Mentioned in the podcast: 10rulestobreak.com

Complete Transcript Follows

All PCOS Diva podcasts are available on   itunes-button

Cassie Bjork is a globally recognized industry leader in weight loss, a highly sought-after speaker, and the #1 international best-selling author of Why Am I Still Fat?: The Hidden Keys to Unlocking That Stubborn Weight Loss. For over ten years, she has helped tens of thousands of women and men achieve the bodies and lives they want—not by starving or skimping, but by eating foods that fuel effective and sustainable weight loss.

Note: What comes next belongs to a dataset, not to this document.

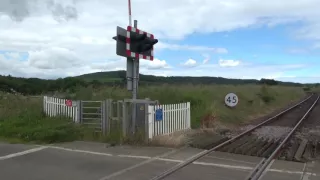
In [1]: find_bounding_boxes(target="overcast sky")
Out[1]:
[0,0,320,82]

Cassie is the creator of the Rule Breakers Weight Loss Coaching Program that uses her proprietary methodology to help members lose weight and keep it off — FOR GOOD. She and her team identify the missing puzzle pieces for health and weight loss (which conventional doctors and nutritionists often miss), providing members with a full picture of how their bodies function, and addressing the issues hindering metabolism and weight loss by solving each individual’s physiological puzzle. She is also the founder of the VeroVive™ vitamin line at RFvitamins.com.

Cassie is a Registered Dietitian, but not your stereotypical dietitian. After nearly a decade as a licensed dietitian in the state of Minnesota, she relinquished her certification in 2018 so that she could be free to teach what gets results—rather than being mandated to adhere to the outdated approaches promoted by governing bodies under the influence of Big Food.

Cassie speaks widely and contributes a regular column, “Real Talk with Cassie” in Paleo Magazine. Virtually every major media outlet—including CBS, ABC, WCCO, FOX News, CNN, TIME, Parade, Cosmopolitan, SELF, SHAPE, Women’s Health, and HuffPost—has covered Cassie’s debunking of dieting lies as she shares the truth about food, weight loss, and overall health.

Complete Transcript:

Amy:                                     Hello, everyone. Today we’re going to be talking to one of my favorite registered dieticians, but she’s not the typical registered dietician. She’ll have an opportunity to explain that for you in just a minute. I just wanted to say, the reason why Cassie Bjork really resonates with me is I think we came to a similar conclusion. I know when I was looking to help women in a greater way, I considered going back to school to become a registered dietician. You know, after looking at the curriculum and what was being taught, I realized that that was not the philosophy that healed me. I was looking for something that was more holistic, more aligned with the food approach that helped me become a diva and I ended up going back to school to become a health coach with the Institute for Integrative Nutrition.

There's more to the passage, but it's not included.